Есть жизнь, и жизнь не то, что мы за нее принимаем. Есть любовь, и она не то, что мы за нее принимаем. И есть смерть, и смерть не то, что мы за нее принимаем. Мы тоже совсем другие, мы не те, какими себе кажемся. Мы не те, какими себя знаем. Мы даже не те, какими когда-нибудь станем, но все это уже не имеет значения в той точке, где пересекается жизнь, любовь и смерть. Поэтому умирать страшно. Страшно остаться вне жизни и вне любви навечно. Таким оказался ответ на мой вопрос. Мне не хотелось отпускать это состояние, но оно постепенно отдалялось, уходило, проходило вместе со службой и вместе со службой прошло. То, что случилось со мной тогда, нельзя описать просто или сложно, ему нельзя дать оценку, оно вне любых характеристик.

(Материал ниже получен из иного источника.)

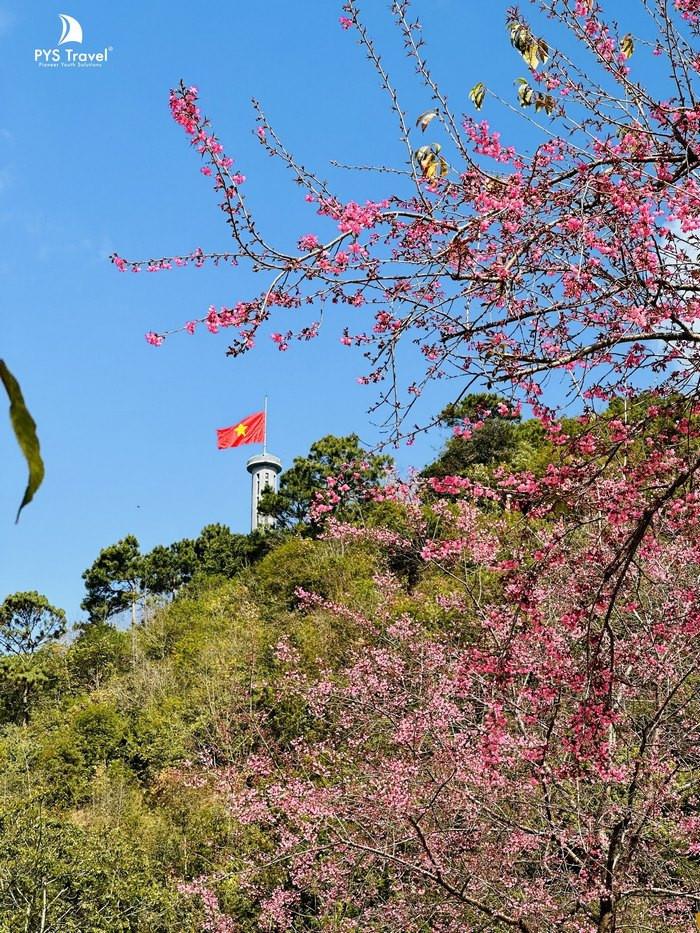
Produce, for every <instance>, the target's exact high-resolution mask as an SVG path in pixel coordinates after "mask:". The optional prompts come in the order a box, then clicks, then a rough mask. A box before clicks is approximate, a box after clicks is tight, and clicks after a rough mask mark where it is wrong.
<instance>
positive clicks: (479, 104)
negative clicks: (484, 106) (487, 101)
mask: <svg viewBox="0 0 700 933" xmlns="http://www.w3.org/2000/svg"><path fill="white" fill-rule="evenodd" d="M484 97H486V88H485V87H484V85H483V84H482V83H481V81H479V83H478V84H475V85H474V87H473V88H472V89H471V91H470V92H469V100H470V101H471V102H472V103H473V104H474V106H475V107H476V109H477V110H481V106H482V104H483V103H484Z"/></svg>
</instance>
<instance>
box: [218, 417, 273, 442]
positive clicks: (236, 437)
mask: <svg viewBox="0 0 700 933" xmlns="http://www.w3.org/2000/svg"><path fill="white" fill-rule="evenodd" d="M216 439H217V447H218V448H219V450H224V448H226V447H240V446H241V444H262V443H263V441H264V439H265V412H264V411H257V412H256V413H255V414H254V415H248V417H247V418H243V419H242V420H241V421H239V422H238V424H234V425H232V426H231V427H230V428H217V431H216Z"/></svg>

Память об этом удивительном событии оставит мне выбор жить между церковью и борделем. Я так и не решусь навсегда уйти влево, навсегда уйти вправо. Буду любить криво, понимая, что люблю криво. Память о нем сделает мою любовь горькой, и чем больше усилий я потрачу на поиски человека, могущего быть мне адекватным, тем сильнее будет мое разочарование, когда все кончится. Если когда-нибудь мы знали правду, вряд ли нам удастся обманывать самих себя. А если и так, тогда всего лишь вопросом времени станет наше падение, возвращение к началу, к той линии, от которой мы начали бег, думая, что действительно добежим до заблуждения.
Память о том, что меня мало любили в детстве, подгоняла меня искать любую любовь у любого. Память о том, что у меня никогда не было семьи, заставила меня стать прорабом. Строителем любых ячеек на любых началах. Память о том, что в детстве меня обделили вниманием, внушила мне быть внимательной и привлекать внимание. Память о том, что у меня никогда не было ничего своего кроме самой себя, вынуждала меня делать все и всех своей собственностью. Даже понимание порочности всех моих предприятий не могло меня исправить. Ни кончающаяся любовь. Ни корыстная любовь. Ни взаимообмен. Ни взаимный обман. Но память о блаженной вечности это та горечь, в которой проявляется неоднородность моего материала. Он пробивается и пробивает. Это жесть в моем сердце навсегда, навечно. Это заслон. Это нежелание умирать ни до, ни после. Это желание жить.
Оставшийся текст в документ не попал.